When, exactly, is a Julia version released, and how can I tell?

As Oscar alluded to, there are a number of steps in the process. The process starts with the tag and ends with the announcement, but there’s plenty of stuff that happens in between (including that the people who work on these things also have day jobs :grinning_face_with_smiling_eyes:). This one actually came together quicker than usual.

The process is:

  1. VERSION gets updated on the release branch via PR
  2. A tag is made based on the release branch once that’s merged
  3. The buildbot infrastructure generates and GPG signs tarballs
  4. Download those and create a GitHub release based on the tag with the tarballs as release artifacts
  5. Submit the tag SHA to the buildbots to build binaries for most platforms
  6. Someone has to manually turn on the musl buildbot, job gets submitted there
  7. For Julia 1.7+, someone has to manually build the macOS M1 binary
  8. The macOS binaries are submitted to Apple for notarization
  9. All of the binaries get put into the right places with the right names and permissions in AWS S3
  10. The binaries are downloaded locally to compute the checksums, then the checksums are uploaded to S3
  11. A GitHub Actions CI run is submitted to regenerate the JSON file of versions
  12. The website is updated via PR
  13. An announcement is made on Discourse

Depending on the current size of the buildbot queue, step 5 in particular can take a pretty long time. Aside from human bandwidth, that’s often the largest limiting factor. None of the others is exactly instantaneous either though.

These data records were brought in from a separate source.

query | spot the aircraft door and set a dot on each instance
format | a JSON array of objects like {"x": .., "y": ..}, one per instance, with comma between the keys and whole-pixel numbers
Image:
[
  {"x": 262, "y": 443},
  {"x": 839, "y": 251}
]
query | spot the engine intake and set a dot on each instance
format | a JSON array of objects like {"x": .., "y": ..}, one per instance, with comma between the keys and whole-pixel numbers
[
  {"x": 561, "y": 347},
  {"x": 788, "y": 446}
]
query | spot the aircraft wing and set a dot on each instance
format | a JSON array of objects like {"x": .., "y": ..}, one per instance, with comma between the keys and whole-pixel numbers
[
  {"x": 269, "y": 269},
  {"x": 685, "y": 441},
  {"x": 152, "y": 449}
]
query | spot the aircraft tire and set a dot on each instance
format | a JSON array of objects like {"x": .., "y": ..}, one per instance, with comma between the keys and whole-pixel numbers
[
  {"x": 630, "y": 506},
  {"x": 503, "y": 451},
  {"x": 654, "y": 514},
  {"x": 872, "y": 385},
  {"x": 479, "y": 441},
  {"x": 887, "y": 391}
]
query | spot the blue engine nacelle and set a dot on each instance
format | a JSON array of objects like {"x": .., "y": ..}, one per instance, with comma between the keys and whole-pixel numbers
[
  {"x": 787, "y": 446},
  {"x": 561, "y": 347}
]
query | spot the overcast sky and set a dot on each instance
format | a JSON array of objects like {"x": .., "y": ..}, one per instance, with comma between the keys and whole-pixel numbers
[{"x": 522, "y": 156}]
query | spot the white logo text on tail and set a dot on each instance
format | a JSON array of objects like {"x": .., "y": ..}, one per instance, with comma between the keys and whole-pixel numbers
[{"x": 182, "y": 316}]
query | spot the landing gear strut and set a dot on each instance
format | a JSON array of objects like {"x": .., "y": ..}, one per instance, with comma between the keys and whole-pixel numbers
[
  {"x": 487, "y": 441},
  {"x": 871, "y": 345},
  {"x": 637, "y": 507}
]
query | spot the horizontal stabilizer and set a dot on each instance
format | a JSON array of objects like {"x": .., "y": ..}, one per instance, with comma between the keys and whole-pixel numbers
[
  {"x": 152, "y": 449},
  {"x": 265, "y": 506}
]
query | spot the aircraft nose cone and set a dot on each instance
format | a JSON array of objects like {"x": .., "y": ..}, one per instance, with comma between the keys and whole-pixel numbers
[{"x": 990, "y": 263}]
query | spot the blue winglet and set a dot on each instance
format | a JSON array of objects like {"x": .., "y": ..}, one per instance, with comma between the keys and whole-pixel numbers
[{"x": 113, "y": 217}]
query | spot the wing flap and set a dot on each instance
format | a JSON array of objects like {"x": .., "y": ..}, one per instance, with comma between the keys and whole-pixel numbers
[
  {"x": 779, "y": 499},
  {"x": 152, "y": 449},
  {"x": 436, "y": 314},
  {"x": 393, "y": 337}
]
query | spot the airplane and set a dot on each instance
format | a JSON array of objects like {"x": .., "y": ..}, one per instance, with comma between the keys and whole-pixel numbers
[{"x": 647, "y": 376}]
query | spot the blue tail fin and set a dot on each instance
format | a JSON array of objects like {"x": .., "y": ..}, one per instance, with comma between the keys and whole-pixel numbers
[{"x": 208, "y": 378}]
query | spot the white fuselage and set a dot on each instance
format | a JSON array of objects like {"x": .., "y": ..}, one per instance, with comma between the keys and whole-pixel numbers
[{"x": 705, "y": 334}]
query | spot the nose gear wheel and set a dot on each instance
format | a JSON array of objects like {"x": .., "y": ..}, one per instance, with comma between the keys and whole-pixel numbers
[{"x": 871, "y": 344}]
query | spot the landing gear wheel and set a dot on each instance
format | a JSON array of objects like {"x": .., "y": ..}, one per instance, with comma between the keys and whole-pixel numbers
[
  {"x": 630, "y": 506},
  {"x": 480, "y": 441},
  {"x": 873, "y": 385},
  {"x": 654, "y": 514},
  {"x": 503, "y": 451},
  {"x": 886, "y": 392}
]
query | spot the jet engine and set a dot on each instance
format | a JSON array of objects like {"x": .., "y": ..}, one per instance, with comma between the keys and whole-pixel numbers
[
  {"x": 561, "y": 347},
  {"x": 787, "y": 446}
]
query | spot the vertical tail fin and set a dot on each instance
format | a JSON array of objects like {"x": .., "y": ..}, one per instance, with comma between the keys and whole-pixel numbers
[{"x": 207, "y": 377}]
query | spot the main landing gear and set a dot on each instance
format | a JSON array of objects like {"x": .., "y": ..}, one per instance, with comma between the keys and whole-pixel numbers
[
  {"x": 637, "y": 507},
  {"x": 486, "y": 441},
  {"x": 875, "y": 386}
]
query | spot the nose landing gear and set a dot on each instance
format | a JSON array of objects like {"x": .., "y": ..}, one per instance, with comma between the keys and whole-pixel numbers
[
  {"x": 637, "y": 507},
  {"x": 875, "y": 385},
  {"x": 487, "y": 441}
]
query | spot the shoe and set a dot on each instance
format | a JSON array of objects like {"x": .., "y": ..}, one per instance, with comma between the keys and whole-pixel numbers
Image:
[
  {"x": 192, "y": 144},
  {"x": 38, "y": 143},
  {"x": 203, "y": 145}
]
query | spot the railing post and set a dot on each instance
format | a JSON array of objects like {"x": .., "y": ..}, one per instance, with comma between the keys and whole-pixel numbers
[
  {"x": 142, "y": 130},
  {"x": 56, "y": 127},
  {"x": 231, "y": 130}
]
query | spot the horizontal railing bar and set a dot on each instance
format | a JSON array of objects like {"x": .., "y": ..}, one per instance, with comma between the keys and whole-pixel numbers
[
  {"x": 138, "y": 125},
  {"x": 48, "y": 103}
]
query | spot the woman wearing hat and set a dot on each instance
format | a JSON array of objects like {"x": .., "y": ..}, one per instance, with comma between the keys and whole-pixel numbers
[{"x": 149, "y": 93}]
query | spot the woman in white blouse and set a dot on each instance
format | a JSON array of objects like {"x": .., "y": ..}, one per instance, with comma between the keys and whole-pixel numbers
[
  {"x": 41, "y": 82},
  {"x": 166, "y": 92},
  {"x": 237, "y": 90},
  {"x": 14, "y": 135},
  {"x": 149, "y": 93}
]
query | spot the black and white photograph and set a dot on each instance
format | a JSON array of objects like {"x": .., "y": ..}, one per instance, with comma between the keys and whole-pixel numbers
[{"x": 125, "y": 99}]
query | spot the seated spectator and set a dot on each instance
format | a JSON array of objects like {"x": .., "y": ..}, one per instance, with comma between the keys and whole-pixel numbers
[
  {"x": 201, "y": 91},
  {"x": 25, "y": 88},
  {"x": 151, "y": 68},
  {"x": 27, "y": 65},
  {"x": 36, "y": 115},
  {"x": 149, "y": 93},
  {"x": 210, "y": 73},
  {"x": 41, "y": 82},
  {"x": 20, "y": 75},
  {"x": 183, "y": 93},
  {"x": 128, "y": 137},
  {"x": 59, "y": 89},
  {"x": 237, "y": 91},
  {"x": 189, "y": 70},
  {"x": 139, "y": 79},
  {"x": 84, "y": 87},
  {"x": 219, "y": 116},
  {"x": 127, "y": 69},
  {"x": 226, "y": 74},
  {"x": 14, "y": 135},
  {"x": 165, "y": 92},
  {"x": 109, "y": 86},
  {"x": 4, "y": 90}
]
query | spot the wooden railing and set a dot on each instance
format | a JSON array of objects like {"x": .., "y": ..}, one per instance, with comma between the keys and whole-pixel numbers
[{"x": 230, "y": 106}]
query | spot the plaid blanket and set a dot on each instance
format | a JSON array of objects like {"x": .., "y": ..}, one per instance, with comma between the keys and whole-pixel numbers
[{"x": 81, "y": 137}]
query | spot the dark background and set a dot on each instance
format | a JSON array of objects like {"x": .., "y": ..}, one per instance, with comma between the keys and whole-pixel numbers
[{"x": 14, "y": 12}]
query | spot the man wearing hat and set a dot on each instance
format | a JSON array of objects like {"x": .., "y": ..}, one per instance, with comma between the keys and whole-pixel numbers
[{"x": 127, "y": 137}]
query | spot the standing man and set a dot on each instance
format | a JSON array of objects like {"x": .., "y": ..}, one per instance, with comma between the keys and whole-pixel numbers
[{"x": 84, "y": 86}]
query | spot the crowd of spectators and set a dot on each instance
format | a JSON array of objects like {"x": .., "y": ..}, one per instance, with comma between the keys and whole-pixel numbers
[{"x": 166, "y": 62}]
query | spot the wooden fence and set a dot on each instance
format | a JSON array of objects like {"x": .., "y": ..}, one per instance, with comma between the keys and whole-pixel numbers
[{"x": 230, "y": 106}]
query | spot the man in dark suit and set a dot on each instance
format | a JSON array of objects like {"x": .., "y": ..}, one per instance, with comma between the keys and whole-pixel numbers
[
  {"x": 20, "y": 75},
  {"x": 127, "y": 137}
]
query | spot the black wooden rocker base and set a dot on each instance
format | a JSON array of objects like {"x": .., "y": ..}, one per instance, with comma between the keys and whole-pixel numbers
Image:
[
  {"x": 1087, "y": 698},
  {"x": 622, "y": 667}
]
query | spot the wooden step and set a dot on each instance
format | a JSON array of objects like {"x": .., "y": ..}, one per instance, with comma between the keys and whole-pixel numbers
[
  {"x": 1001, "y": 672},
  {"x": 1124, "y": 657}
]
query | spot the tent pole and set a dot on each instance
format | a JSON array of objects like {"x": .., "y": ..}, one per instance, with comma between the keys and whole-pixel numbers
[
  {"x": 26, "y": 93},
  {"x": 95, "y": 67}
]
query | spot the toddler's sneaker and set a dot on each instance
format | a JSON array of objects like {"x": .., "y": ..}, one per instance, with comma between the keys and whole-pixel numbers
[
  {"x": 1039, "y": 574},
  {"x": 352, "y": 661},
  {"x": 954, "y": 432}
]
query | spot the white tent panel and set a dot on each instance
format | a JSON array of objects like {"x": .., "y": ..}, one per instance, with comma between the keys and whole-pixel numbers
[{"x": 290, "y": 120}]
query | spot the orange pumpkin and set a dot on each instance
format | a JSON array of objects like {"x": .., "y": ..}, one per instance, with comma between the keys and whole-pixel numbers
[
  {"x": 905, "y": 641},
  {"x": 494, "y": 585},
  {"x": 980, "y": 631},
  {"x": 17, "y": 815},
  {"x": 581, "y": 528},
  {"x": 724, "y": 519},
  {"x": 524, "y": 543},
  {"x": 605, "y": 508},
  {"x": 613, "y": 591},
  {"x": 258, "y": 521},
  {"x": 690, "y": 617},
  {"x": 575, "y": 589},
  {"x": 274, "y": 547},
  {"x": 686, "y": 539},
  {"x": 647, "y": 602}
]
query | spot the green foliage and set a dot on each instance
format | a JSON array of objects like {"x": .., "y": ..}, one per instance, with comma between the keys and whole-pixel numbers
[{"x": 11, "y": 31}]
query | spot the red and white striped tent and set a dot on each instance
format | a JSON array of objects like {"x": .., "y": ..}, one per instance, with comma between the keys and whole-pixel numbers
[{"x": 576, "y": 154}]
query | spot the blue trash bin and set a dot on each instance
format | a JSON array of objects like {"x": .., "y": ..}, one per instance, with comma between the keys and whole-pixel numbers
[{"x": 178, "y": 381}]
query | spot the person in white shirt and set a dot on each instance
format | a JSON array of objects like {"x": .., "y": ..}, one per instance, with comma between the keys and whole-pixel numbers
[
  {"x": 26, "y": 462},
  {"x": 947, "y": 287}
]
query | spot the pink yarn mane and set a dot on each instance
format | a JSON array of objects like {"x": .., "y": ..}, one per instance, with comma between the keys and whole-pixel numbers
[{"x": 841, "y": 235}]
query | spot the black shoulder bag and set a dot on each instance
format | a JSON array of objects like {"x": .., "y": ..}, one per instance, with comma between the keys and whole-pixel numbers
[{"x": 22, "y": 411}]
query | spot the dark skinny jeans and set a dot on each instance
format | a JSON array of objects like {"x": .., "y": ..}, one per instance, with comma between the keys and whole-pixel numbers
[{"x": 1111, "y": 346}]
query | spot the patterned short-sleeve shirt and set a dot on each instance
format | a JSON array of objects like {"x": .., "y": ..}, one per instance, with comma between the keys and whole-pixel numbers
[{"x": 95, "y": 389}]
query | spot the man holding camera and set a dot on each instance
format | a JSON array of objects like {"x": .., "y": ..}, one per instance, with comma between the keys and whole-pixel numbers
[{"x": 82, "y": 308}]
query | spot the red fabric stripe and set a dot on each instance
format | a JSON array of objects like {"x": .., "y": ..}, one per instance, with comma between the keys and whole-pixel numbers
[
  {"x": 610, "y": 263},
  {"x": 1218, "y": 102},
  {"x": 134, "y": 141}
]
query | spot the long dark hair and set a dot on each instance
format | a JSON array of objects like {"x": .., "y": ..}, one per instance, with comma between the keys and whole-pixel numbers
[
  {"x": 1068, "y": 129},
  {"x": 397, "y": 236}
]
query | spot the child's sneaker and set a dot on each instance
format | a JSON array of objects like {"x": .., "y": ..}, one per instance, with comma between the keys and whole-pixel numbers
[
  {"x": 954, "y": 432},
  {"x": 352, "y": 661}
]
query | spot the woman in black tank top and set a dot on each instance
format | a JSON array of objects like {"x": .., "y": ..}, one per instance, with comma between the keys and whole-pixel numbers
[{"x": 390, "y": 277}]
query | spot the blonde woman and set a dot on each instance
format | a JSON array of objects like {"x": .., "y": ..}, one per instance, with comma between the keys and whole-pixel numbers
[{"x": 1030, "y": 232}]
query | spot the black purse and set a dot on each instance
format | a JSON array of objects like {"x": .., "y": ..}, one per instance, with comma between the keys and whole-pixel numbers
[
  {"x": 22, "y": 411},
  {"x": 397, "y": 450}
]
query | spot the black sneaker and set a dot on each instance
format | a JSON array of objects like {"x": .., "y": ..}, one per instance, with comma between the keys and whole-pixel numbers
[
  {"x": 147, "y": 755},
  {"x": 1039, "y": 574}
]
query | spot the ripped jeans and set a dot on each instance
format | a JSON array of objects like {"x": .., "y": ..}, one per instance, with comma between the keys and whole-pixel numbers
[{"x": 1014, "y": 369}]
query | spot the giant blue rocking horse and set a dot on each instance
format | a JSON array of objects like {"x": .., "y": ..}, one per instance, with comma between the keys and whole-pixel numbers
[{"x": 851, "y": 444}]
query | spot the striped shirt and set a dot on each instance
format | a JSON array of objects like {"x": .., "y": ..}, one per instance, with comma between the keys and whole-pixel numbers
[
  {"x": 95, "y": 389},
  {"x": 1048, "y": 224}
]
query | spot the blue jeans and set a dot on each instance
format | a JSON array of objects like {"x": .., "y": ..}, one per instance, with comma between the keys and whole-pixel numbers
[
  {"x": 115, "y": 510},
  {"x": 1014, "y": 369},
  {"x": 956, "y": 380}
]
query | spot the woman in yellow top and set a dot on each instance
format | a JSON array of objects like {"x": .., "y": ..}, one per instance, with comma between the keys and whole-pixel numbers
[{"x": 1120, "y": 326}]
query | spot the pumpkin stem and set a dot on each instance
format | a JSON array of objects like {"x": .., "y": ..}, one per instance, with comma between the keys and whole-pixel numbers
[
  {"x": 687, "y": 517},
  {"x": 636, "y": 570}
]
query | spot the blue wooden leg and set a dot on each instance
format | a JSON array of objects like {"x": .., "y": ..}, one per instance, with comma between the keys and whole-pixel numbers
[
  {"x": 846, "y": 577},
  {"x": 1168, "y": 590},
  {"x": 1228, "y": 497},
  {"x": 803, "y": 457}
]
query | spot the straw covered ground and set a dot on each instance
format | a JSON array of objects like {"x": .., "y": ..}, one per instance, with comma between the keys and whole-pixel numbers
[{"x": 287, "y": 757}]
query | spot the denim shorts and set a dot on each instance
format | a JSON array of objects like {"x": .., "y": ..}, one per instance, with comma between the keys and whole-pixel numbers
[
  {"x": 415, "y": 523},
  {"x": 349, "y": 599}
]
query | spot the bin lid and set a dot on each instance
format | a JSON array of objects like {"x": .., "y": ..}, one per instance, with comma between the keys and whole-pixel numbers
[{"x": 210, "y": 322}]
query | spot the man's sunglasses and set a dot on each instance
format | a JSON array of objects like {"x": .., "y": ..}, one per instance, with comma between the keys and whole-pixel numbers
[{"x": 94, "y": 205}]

Regarding the JSON file, as far as I know, the claim that it’s updated every 24 hours is outdated; I believe it is now only updated manually. (Is that right, @SaschaMann?) If I recall, we did that because there were cases where an automated run happened before a particular component was ready, e.g. between when the raw macOS dmg made it into S3 and when a notarized version of it was uploaded, which would then record the wrong checksum in the JSON file. Something like that, anyway.

When I do the release announcements on Discourse, if the CI run that regenerates that JSON file hasn’t completed by the time the post is ready, I link to the in-progress CI log. That’s the one you may occasionally see linked to “soon” when I say “and (soon) GitHub Actions” when talking about the availability of the released version on CI providers.

Perhaps not the answer you’re hoping for, but from my perspective as one who does a non-insignificant number of the aforementioned steps of the process, a release is really only ready for general use once it’s announced on Discourse. That’s the only way to guarantee that the process as laid out has been completed, that binaries are ready for use, and that users who want to grab the new version and go will have an experience that we feel good about.